Pilot trials were conducted to explore the potential for use of Helenium amarum (Raf.) H. Rock as a bedding plant in Texas. Bitterweed is an annual wildflower native to the eastern U.S. It occurs on disturbed waste sites, along railroad tracks, roadsides, and in heavily grazed pastures. Bitterweed varies in form from a 15-cm-tall spreading mound to an upright oval crown 60 cm tall. Early growth is in a rosette form. Later foliage is bright green, highly dissected, and attractive. Profusely borne yellow single daisy-like flowers occur from spring to frost, peaking in late summer and fall.
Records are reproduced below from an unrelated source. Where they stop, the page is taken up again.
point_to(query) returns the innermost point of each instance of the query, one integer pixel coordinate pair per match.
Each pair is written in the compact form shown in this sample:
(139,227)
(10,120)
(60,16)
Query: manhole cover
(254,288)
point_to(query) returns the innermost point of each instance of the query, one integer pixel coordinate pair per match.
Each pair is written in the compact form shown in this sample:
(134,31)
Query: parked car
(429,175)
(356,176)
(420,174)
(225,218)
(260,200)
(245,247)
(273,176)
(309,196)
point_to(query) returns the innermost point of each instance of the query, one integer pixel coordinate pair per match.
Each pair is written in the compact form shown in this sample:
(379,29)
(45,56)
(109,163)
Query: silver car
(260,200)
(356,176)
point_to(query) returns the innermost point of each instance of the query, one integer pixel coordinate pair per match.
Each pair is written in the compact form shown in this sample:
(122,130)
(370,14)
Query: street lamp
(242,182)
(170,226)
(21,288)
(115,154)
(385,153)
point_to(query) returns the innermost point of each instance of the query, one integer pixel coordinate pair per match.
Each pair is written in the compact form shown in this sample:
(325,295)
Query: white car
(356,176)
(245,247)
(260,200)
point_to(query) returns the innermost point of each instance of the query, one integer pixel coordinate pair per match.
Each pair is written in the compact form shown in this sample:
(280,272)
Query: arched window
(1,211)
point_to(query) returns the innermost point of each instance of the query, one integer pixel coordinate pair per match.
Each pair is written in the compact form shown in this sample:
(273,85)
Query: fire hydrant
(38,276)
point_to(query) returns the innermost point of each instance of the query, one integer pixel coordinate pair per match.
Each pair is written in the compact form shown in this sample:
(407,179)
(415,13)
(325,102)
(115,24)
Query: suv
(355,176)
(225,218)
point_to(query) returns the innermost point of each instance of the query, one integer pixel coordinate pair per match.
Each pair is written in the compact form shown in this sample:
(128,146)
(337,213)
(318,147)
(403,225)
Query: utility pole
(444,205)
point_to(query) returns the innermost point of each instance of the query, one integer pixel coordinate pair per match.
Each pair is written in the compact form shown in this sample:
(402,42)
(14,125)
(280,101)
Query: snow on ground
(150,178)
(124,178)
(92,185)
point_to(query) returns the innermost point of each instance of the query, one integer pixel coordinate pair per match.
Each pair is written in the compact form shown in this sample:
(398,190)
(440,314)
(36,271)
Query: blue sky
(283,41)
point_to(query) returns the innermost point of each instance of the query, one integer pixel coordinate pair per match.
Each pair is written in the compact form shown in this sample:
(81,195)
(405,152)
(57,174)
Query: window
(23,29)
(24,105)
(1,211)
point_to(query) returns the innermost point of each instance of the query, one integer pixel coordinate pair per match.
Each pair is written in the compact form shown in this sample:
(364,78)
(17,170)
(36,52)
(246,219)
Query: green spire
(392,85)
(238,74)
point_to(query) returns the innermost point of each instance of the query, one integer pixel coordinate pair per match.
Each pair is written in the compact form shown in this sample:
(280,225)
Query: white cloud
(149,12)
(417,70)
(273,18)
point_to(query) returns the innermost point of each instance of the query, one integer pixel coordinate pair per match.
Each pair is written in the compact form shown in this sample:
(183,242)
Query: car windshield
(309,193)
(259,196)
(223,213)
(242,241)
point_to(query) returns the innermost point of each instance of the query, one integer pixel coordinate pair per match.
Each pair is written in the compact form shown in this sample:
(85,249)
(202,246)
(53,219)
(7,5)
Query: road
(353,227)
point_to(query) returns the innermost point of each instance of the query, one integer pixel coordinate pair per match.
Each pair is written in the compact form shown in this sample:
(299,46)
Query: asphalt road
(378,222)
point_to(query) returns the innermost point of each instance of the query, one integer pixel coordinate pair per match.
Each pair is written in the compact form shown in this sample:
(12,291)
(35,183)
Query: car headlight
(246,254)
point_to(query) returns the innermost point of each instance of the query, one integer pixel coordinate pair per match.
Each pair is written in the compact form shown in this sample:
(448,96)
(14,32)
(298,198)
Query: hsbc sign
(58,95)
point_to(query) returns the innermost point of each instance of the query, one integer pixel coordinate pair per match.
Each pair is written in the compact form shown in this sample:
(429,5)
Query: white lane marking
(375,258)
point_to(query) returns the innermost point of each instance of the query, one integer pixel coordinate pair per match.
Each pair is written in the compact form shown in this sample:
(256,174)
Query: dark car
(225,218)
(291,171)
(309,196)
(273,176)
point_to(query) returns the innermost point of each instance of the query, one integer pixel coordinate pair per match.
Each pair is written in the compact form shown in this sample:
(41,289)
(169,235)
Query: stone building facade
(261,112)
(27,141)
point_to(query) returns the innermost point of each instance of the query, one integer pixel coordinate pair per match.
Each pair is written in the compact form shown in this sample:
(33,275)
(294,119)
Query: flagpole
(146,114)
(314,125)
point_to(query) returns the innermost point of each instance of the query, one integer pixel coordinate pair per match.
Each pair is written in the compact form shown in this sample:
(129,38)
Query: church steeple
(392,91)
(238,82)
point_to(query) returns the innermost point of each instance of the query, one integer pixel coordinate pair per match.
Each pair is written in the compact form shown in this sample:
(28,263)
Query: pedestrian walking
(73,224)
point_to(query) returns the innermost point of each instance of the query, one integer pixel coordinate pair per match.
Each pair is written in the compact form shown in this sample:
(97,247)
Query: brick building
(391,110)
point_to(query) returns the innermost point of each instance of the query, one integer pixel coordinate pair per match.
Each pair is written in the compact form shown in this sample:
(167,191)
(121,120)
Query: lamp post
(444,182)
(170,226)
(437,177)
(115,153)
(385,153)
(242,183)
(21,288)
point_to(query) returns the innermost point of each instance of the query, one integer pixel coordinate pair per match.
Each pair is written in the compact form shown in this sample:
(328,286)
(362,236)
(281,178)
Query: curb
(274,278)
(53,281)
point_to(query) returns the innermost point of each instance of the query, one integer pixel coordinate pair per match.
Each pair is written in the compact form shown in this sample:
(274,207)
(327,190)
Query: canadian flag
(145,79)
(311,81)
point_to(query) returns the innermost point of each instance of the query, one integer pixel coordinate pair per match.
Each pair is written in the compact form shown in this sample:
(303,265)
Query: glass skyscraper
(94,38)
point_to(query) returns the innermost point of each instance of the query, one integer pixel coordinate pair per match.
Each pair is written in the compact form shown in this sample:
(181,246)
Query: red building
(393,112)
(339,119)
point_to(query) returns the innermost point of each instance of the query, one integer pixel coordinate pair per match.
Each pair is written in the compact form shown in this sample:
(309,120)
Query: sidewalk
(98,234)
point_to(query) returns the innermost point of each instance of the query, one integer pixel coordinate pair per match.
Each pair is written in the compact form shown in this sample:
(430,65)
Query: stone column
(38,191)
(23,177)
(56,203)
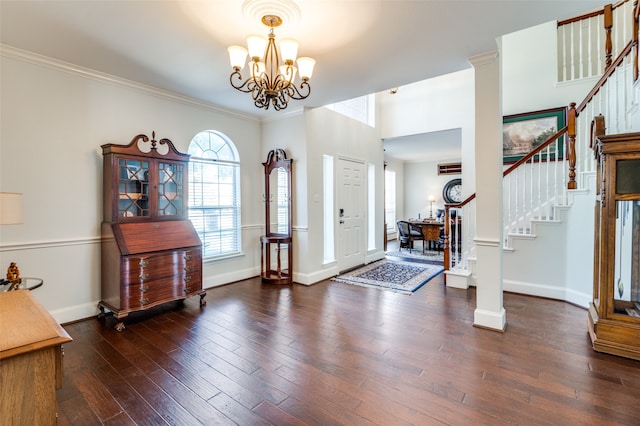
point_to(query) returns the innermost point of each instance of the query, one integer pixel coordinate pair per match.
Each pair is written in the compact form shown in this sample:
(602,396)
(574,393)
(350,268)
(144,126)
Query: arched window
(214,193)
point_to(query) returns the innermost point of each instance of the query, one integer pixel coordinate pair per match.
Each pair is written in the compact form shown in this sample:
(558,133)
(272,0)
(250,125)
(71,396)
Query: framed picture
(522,133)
The species can survive intense drought and heat. Production responses were tested in 0.06-, 0.13-, 0.16-, and 0.51-L containers in the greenhouse during Summer 1998; then seedlings were transplanted to landscape beds and monitored through fall 1998. Other seedlings from 0.13-L containers were planted to the landscape to determine spacing requirements. Plants were also grown in an outdoor nursery in larger 2.3-L containers to test responses to pine bark- and peat-based media. Seedlings from 0.16- and 0.51-L containers were more effective throughout the growing season in the landscape than seedlings from 0.06- and 0.13-L containers. Seedlings grown in 2.3-L containers in a 4 pine bark: 1 sand media were larger, flowered more rapidly, and reach a marketable size in a shorter time than seedlings grown in a peatmoss-based media.